Once you're in, check out these key channels:

  • #introductions: Say hello and tell us a bit about your interest in differential privacy!
  • #support: Get assistance with our DP libraries, ask questions, and troubleshoot issues.
  • #development: For contributors and developers to discuss code, pull requests, and the project roadmap.
  • #general: Official announcements, project news, and broader community updates.


Google Group

If you don't use Slack, you can join our public discussion group.

Email

Send us an email at [email protected] to discuss your specific use cases privately and how we can better assist you.

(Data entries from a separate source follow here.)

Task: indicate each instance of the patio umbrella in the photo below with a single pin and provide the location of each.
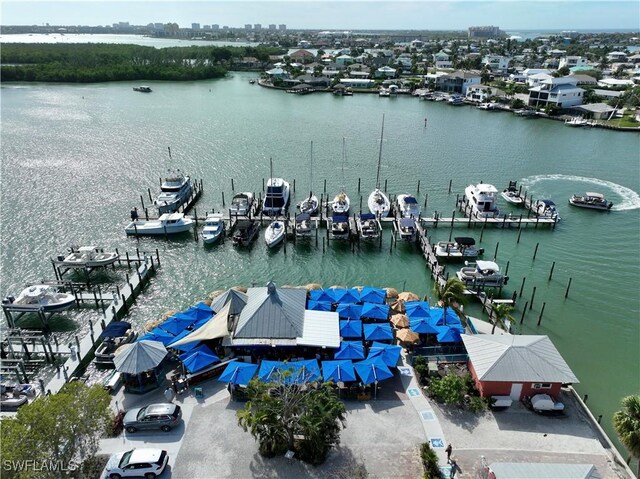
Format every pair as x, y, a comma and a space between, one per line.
350, 350
238, 373
373, 295
407, 336
351, 328
400, 320
338, 371
135, 358
375, 311
417, 309
406, 296
389, 353
349, 311
319, 305
377, 331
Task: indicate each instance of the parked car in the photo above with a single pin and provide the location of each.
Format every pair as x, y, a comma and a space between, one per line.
147, 463
164, 416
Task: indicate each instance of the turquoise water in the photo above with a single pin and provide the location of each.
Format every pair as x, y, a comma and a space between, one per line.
76, 158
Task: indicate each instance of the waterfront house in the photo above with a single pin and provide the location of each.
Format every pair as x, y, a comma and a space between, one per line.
516, 366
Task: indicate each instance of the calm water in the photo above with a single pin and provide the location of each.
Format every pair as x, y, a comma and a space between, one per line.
75, 159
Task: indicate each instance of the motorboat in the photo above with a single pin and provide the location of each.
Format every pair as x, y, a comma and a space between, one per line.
482, 274
512, 194
167, 224
214, 228
241, 204
408, 206
113, 336
378, 202
87, 257
303, 225
407, 228
245, 233
175, 190
274, 234
339, 227
545, 209
593, 201
369, 227
39, 297
461, 248
481, 199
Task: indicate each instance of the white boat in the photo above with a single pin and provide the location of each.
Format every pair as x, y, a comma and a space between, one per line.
481, 274
512, 194
174, 192
408, 206
339, 227
87, 257
39, 297
274, 234
167, 224
241, 204
303, 225
378, 202
369, 227
481, 200
594, 201
213, 228
407, 228
461, 248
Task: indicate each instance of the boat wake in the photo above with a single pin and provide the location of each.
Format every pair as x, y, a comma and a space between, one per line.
630, 200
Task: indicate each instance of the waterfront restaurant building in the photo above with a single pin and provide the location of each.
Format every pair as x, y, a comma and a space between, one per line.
516, 366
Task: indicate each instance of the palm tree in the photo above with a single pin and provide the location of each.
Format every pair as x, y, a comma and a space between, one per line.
627, 425
451, 295
501, 314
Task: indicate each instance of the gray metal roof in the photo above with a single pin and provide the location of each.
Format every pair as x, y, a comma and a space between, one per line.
275, 313
527, 358
530, 470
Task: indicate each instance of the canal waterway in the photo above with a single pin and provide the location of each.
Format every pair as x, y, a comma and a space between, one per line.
76, 158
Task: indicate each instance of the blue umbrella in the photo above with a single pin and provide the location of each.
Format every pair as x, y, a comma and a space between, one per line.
199, 360
350, 350
351, 328
417, 309
238, 373
337, 371
375, 311
373, 295
389, 353
372, 370
349, 311
319, 305
377, 331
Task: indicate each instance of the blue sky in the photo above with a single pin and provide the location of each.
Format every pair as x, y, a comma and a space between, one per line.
343, 14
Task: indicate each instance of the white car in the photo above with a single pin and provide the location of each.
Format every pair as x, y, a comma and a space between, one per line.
147, 463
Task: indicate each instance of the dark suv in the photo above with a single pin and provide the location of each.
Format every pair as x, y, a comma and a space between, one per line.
162, 416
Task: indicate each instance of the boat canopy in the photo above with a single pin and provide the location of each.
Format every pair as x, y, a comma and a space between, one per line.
465, 241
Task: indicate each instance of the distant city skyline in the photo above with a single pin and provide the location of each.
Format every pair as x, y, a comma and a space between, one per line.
335, 15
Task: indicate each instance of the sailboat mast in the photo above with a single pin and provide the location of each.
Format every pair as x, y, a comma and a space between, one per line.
380, 155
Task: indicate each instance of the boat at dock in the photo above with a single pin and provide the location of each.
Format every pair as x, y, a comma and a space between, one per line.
482, 274
167, 224
245, 233
461, 248
241, 204
593, 201
214, 228
87, 257
174, 192
39, 297
274, 234
482, 200
512, 194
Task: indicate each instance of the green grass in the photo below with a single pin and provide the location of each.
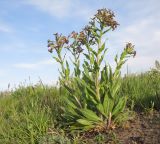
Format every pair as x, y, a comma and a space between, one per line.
32, 115
27, 113
143, 90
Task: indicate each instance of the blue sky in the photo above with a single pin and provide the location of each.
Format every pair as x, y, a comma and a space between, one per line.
26, 25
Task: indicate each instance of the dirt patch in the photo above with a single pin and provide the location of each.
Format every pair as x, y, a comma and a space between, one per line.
143, 129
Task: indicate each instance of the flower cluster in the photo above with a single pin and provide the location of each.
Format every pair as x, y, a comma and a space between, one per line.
106, 18
59, 42
130, 49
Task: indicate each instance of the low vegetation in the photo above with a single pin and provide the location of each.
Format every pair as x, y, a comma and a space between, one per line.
92, 101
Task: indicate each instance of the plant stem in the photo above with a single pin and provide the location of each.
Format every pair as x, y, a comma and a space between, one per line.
97, 71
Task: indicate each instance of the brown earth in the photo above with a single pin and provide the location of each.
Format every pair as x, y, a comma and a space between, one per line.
144, 128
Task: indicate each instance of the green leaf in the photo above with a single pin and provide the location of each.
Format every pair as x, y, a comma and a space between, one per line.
90, 115
57, 59
102, 48
119, 106
101, 109
87, 56
85, 122
108, 104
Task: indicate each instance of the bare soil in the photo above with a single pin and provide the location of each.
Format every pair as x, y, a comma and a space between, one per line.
144, 128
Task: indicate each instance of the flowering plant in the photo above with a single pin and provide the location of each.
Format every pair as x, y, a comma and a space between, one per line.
93, 102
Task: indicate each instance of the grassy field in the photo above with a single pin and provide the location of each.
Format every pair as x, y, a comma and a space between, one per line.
33, 114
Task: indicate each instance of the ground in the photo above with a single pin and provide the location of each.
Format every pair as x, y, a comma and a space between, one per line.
144, 128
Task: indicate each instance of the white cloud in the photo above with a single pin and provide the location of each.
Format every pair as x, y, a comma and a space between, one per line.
61, 8
58, 8
5, 28
33, 65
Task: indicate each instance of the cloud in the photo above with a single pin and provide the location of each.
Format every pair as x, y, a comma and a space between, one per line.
33, 65
5, 28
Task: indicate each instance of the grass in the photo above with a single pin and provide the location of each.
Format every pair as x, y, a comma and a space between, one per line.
32, 115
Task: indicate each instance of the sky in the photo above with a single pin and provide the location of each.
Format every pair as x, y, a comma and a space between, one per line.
26, 25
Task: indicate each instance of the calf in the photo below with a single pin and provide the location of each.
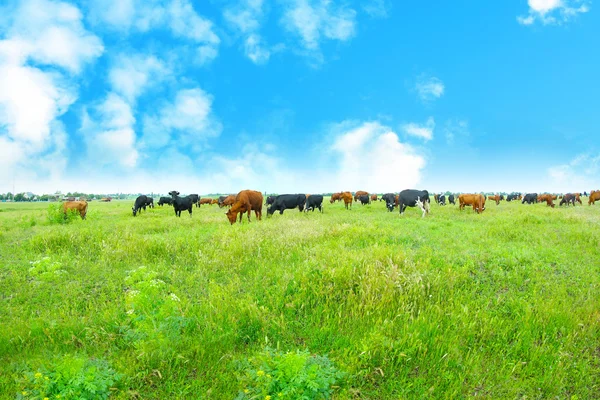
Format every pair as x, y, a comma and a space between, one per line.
245, 201
79, 206
287, 201
181, 203
412, 198
364, 199
314, 201
140, 203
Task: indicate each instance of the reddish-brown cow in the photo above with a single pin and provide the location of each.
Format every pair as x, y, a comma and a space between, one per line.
79, 206
246, 201
476, 200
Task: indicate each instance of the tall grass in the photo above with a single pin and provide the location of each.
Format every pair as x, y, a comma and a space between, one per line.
455, 305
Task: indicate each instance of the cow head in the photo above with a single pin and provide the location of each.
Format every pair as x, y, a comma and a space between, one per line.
231, 216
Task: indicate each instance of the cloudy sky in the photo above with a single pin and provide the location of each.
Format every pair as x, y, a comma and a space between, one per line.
299, 95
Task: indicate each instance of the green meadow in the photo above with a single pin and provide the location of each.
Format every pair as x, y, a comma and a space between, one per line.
357, 304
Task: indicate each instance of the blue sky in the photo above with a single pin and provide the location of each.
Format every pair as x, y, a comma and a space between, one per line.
299, 95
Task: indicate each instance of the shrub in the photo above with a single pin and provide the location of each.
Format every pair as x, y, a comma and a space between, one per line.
292, 375
70, 378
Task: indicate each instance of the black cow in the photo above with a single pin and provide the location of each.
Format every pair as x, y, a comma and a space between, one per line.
529, 198
140, 203
165, 200
314, 201
287, 201
390, 201
270, 200
567, 198
181, 203
195, 199
412, 198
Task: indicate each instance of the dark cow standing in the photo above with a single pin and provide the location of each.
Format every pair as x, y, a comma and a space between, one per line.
140, 203
314, 201
390, 201
567, 199
165, 200
181, 203
364, 199
287, 201
412, 198
529, 198
195, 199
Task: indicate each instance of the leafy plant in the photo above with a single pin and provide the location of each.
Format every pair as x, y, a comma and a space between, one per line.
292, 375
71, 377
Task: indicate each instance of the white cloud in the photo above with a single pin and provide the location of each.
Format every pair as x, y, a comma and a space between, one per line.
312, 20
580, 174
424, 131
177, 16
429, 88
132, 74
553, 11
49, 34
185, 122
245, 19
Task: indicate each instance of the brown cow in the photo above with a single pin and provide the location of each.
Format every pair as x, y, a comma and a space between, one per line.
547, 198
495, 198
80, 206
476, 200
360, 193
228, 201
347, 197
595, 195
335, 197
246, 201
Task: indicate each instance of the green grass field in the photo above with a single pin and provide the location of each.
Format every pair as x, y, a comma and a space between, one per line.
502, 305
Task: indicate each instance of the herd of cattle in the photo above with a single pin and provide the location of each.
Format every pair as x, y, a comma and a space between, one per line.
247, 201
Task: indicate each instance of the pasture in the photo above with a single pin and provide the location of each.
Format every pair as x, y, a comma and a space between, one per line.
501, 305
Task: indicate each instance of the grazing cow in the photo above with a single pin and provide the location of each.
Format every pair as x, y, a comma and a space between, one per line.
181, 203
140, 203
360, 193
195, 199
475, 200
495, 198
567, 199
287, 201
246, 201
390, 201
594, 196
226, 201
79, 206
547, 198
165, 200
347, 197
364, 199
412, 198
529, 198
335, 197
314, 201
270, 200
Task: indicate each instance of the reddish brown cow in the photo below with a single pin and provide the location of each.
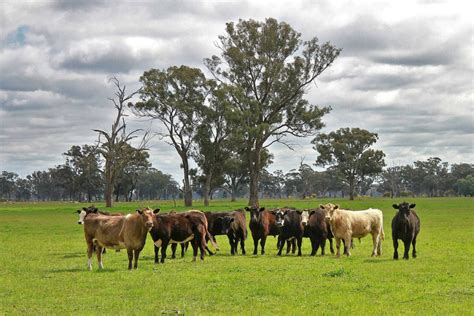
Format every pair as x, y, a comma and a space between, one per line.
117, 232
233, 224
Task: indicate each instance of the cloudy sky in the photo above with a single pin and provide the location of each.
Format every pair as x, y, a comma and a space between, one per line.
405, 71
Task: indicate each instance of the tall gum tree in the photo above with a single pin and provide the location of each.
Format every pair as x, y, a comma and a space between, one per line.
348, 151
267, 69
174, 97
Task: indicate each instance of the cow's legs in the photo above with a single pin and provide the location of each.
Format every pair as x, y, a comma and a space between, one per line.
281, 242
130, 258
331, 246
379, 245
407, 249
262, 244
136, 255
313, 246
195, 247
395, 247
98, 251
90, 247
242, 244
338, 247
232, 244
347, 246
157, 249
173, 251
299, 241
164, 246
413, 254
375, 242
202, 245
255, 245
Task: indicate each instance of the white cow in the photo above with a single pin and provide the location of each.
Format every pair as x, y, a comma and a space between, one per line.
355, 224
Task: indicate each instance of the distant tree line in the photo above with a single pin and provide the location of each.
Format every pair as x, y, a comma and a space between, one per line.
80, 179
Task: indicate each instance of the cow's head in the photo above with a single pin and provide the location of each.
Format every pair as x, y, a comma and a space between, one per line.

Please avoid sharing any personally identifiable information. If you need to delete a previous message, please contact us.

Support

We are actively maintaining and improving the libraries. We welcome contributions to this project. For pull requests, please review our contribution guidelines and consider joining the #development channel in our Slack workspace. We will respond to issues filed in this project. If we plan to discontinue active maintenance and issue responses, we will provide a notice here at least 3 months in advance.

License

Apache License 2.0

Support Disclaimer

This is not an officially supported Google product.

Related projects

  • OpenDP, a community effort around tools for statistical analysis of sensitive private data.
  • JAX Privacy, a library to train machine learning models with differential privacy.
  • TensorFlow Privacy, a TensorFlow library that preceded JAX Privacy.